US Dollar vs Colombian Peso consolidates as foreign capital inflows into Colombia support demand
US Dollar vs Colombian Peso (USD/COP) is trading at COL$3,444.20 after rising 0.54% over the last session. The pair currently holds above its key short-term moving averages, reflecting positive momentum intraday.
Highlights
- The Colombian peso has strengthened on significant foreign capital inflows, robust oil prices, and persistent remittance growth.
- Rising investor demand for Colombian assets, fueled by its prominent oil exporter status, has further boosted hard currency supply and currency stability.
- Technical analysis signals a bearish trend with price expected to fluctuate between COL$3,422 and COL$3,463, downside risk dominating short-term forecasts.
Peso strength as capital inflows and oil revenues boost liquidity
A significant strengthening of the Colombian peso has been reported, driven by recent inflows of foreign capital, buoyant international oil prices, and steady remittance streams, according to Portafolio.

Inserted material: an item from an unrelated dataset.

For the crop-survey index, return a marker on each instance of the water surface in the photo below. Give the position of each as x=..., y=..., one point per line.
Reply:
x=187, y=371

These factors have increased the supply of hard currency and directly supported exchange rate stability by creating greater liquidity for the peso. Financial institutions also highlight that heightened investor interest, particularly from those focused on emerging markets, has encouraged capital allocation to Colombian assets, while Colombia’s status as a major oil exporter means high global oil prices continue to boost export revenues and further strengthen the currency.
Bearish oscillator signals as price holds intraday support levels
On the technical front, USD/COP is trading above the MA-20 and MA-50 on the hourly chart, while remaining below the longer-term MA-200 at COL$3,688. The Ichimoku Kijun at COL$3,435 serves as the nearest support level. MACD is showing strong sell momentum and the Awesome Oscillator is also flashing sell signals, while RSI and CCI remain in sell territory. Meanwhile, the ADX and Stoch RSI are neutral, and Bull/Bear Power (BBP) signals overbought conditions—indicating buyer pressure intraday in contrast to generally bearish oscillator momentum.

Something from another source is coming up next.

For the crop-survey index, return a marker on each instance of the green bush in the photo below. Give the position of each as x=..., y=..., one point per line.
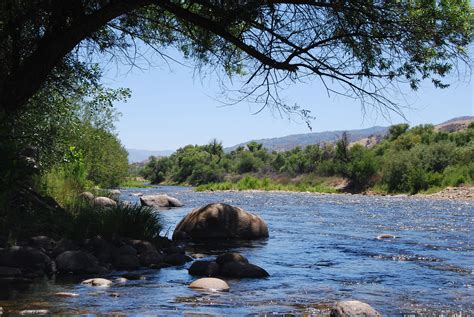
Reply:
x=124, y=220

Downside risk prevails as range-bound scenario remains likely
Over the next 2 to 3 trading days, the forecasted trading range for USD/COP is COL$3,422 to COL$3,463. There is a 26% probability of an upward move, while a downward move remains more likely with a 74% chance. The baseline scenario sees USD/COP fluctuating within this band. A breakout above COL$3,463 would open room for renewed upward bias, while a drop below COL$3,422 would confirm further downside risk.
Earlier, analysts noted that US Dollar vs Colombian Peso was under sustained bearish pressure, with technical signals reflecting a prevailing downward bias. While near-term momentum has improved on foreign capital inflows and robust oil prices, traders should monitor for a decisive breakout from the COL$3,422–3,463 range to confirm the next directional trend.